Because no plaintiff has standing to challenge the validity of the annexation ordinance, the summary judgment for the defendants is due to be affirmed.
AFFIRMED.
HORNSBY, C.J., and ALMON, SHORES and KENNEDY, JJ., concur.
MADDOX and HOUSTON, JJ., dissent.
In Johnson v. Rice, 551 So.2d 940 (Ala. 1989), these same appellants were held to have standing to challenge the validity of each annexation ordinance involved in that case. What has changed? In my opinion, a group of citizens who oppose the legalization of the sale of alcoholic beverages would have standing to challenge governmental action that would affect their rights. Even though they may not reside in the area to be annexed, they have an interest in any annexation to the city that is for the direct or indirect purpose of permitting the sale of alcoholic beverages, an issue of obvious concern to them. Before the annexation, alcoholic beverages could not be sold on the annexed property, because the county had voted to remain "dry." After the annexation, alcoholic beverages can be sold on the annexed property, and it appears from the evidence that one of the reasons for the annexation is to legalize the sale of alcoholic beverages on the annexed property. I believe that gives to this unincorporated association of voters sufficient interest in the annexation that they would have standing to challenge its validity. Although these citizens cannot prevent the residents of the city from voting "wet" or "dry," they should be able to determine whether what was formerly an unincorporated part of the county has validly become a part of the city. Consequently, I respectfully disagree with the court's holding.
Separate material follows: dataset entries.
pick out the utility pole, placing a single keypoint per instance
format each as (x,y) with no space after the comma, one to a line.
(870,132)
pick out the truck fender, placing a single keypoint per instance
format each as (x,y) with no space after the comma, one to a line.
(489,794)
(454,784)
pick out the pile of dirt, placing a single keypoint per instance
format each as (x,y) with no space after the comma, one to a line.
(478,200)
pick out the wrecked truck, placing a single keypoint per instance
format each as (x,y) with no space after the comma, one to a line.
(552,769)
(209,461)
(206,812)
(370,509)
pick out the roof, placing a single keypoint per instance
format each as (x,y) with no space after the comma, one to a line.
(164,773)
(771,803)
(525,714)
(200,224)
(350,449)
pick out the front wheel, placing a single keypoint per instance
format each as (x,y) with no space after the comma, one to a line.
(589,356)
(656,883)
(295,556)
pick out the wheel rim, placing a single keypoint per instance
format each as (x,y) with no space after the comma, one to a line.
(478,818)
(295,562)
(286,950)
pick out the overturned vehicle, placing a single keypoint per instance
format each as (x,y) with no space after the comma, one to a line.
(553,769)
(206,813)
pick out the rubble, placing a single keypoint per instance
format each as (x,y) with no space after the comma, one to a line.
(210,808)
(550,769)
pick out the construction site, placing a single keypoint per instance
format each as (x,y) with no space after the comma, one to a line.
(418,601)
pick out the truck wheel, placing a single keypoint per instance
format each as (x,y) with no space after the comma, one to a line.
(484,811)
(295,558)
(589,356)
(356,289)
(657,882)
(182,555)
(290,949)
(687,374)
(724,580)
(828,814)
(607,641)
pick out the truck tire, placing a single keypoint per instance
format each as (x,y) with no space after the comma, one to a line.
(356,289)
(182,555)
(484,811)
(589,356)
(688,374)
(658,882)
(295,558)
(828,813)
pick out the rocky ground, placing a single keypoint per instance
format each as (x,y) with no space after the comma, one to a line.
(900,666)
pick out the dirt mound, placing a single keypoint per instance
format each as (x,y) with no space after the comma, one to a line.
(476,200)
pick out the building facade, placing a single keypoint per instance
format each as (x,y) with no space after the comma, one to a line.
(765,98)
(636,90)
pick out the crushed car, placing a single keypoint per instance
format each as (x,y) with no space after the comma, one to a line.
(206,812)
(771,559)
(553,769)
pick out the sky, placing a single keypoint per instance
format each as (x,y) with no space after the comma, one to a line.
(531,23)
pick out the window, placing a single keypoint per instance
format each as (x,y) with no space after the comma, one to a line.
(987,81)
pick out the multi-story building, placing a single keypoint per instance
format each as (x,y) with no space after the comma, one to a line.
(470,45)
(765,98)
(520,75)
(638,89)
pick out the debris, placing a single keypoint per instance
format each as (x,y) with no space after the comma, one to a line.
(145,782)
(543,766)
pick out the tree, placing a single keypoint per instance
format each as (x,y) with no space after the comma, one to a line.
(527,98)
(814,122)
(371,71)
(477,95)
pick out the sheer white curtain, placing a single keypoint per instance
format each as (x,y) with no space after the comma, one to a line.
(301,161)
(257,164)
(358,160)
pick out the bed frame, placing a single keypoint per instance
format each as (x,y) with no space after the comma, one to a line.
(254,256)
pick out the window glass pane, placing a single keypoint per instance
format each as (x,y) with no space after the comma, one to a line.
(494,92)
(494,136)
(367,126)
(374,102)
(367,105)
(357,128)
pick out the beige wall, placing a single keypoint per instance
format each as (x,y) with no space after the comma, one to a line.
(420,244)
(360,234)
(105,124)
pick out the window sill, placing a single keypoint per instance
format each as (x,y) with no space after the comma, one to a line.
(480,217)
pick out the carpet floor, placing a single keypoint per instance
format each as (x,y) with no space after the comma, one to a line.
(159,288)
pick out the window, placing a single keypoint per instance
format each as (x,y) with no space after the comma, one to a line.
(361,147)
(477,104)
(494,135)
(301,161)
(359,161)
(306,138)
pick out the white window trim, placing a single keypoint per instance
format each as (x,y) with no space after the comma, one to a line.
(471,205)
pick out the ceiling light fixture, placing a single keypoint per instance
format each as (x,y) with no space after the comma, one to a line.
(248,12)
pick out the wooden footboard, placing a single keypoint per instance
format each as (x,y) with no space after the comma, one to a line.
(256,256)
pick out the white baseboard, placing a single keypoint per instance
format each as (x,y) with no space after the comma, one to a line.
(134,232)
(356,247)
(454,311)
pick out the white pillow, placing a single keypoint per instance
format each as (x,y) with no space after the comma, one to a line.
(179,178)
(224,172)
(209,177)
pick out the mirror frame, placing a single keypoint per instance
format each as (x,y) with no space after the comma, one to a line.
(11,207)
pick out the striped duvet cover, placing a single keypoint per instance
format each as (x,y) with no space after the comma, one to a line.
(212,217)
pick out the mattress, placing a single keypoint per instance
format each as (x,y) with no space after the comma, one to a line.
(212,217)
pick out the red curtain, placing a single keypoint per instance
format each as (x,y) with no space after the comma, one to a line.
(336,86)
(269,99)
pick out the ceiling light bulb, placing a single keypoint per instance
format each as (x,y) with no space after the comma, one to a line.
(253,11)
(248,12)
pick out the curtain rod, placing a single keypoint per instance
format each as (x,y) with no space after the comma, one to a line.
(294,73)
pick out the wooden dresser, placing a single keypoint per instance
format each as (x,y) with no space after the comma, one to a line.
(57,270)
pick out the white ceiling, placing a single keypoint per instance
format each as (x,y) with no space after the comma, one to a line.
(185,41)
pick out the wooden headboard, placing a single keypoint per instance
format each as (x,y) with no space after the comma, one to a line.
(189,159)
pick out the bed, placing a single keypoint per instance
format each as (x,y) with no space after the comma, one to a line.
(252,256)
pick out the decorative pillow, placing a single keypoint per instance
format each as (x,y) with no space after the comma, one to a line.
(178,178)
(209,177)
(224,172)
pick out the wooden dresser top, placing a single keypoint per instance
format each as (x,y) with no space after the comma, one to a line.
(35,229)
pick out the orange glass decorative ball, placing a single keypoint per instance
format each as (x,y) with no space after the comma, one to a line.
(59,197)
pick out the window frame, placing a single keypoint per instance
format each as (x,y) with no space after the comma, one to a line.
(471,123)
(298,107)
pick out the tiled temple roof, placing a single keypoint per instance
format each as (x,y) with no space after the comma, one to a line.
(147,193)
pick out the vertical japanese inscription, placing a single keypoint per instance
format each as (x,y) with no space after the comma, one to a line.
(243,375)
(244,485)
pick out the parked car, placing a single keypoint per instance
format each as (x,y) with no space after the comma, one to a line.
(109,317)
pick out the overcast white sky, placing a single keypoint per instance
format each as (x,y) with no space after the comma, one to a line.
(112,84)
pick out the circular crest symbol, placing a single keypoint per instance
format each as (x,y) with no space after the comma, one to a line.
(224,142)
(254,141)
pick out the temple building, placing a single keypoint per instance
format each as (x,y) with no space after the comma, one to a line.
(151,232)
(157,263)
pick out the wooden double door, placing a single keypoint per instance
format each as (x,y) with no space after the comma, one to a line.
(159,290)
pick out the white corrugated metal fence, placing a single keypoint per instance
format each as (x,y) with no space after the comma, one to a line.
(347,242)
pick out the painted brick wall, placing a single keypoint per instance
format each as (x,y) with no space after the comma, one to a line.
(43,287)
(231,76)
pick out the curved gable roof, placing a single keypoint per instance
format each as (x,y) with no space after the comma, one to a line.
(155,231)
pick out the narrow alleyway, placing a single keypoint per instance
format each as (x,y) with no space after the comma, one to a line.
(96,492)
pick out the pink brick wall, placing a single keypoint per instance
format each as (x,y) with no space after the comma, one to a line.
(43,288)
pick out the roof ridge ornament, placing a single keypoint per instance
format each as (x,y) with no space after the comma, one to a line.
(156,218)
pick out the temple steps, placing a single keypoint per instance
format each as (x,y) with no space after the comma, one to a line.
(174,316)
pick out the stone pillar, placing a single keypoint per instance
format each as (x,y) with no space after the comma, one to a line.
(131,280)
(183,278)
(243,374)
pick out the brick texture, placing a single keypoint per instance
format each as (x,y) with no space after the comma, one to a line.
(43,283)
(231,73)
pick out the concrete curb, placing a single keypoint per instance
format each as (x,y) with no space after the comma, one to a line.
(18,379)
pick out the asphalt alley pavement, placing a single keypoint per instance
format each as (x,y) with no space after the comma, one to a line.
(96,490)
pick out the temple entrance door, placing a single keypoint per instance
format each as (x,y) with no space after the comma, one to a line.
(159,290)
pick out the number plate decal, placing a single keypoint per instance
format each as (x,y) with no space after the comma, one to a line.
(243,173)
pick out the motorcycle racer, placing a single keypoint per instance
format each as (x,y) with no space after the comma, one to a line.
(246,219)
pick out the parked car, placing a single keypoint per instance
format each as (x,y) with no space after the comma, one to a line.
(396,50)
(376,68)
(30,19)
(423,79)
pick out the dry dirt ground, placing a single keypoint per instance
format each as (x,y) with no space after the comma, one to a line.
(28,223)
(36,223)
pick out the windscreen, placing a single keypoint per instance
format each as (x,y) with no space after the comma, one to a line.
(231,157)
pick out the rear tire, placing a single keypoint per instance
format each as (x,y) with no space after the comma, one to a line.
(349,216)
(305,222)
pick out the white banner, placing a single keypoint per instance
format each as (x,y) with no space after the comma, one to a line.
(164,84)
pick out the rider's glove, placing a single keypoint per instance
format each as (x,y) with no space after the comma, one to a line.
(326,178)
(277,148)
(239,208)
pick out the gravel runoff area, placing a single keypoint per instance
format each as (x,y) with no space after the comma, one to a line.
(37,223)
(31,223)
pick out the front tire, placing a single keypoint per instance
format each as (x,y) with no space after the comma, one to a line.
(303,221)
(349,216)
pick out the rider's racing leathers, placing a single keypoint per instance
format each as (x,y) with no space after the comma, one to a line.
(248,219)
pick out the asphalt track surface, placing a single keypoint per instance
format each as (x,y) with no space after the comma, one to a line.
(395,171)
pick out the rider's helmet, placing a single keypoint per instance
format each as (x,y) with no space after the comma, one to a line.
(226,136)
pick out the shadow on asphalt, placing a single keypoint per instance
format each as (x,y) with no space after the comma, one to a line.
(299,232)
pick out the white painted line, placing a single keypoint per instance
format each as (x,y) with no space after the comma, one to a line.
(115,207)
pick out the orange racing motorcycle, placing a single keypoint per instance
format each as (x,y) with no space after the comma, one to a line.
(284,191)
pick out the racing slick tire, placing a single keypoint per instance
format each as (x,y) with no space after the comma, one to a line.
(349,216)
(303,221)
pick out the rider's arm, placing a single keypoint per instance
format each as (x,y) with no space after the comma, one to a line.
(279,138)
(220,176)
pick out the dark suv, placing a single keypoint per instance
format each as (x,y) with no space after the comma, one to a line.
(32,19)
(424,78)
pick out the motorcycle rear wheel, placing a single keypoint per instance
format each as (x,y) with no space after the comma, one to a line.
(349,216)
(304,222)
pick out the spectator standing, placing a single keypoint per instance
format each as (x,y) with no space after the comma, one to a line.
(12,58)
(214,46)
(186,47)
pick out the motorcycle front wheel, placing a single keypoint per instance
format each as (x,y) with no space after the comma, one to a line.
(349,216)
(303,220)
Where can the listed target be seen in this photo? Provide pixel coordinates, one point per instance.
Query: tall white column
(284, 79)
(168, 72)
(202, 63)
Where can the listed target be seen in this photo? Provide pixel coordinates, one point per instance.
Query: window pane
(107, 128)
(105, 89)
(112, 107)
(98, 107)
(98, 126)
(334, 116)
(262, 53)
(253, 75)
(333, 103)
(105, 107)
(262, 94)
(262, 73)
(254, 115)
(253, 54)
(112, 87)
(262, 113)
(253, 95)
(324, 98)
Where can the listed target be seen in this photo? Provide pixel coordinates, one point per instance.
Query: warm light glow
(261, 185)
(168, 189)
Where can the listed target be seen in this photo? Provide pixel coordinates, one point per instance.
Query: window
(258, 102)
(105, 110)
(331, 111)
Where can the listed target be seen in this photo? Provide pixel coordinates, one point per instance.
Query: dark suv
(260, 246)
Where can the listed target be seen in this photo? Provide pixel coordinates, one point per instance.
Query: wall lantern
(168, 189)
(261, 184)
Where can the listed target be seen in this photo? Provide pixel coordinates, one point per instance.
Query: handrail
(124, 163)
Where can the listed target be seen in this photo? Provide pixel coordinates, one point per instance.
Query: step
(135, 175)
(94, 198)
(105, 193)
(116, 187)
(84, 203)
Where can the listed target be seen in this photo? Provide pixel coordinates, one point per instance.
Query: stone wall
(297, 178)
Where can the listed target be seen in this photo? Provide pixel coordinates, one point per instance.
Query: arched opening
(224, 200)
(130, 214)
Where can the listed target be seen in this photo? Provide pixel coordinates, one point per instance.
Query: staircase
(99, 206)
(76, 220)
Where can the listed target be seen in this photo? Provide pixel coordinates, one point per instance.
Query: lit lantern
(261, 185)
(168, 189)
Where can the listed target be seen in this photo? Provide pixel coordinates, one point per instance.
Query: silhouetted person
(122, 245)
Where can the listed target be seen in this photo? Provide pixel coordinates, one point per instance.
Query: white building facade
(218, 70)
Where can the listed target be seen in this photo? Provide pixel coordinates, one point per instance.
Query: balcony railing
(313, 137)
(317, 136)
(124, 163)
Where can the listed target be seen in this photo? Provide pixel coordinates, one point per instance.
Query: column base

If I were writing on a clean slate, I would simply hold that the summary judgment was proper because the plaintiffs lacked standing to challenge the annexation. That would be consistent with the position that I took in joining Justice Almon's dissent on the standing issue in Johnson v. Rice, 551 So.2d 940 (Ala. 1989). However, a majority of this Court impliedly held that the plaintiffs in Johnson v. Rice, supra, had standing. Johnson v. Rice was consolidated with JLJ, Inc. v. Marshall County Concerned Citizens, 551 So.2d 940 (Ala. 1989). I cannot distinguish the standing issue in JLJ, Inc. v. Marshall County Concerned Citizens from the standing issue in this case. So the slate is not clean. The majority of this Court has held that these plaintiffs have standing, and for me to hold otherwise would violate not only the doctrine of stare decisis, but also the doctrine of res judicata. That I refuse to do. Therefore, I must respectfully dissent.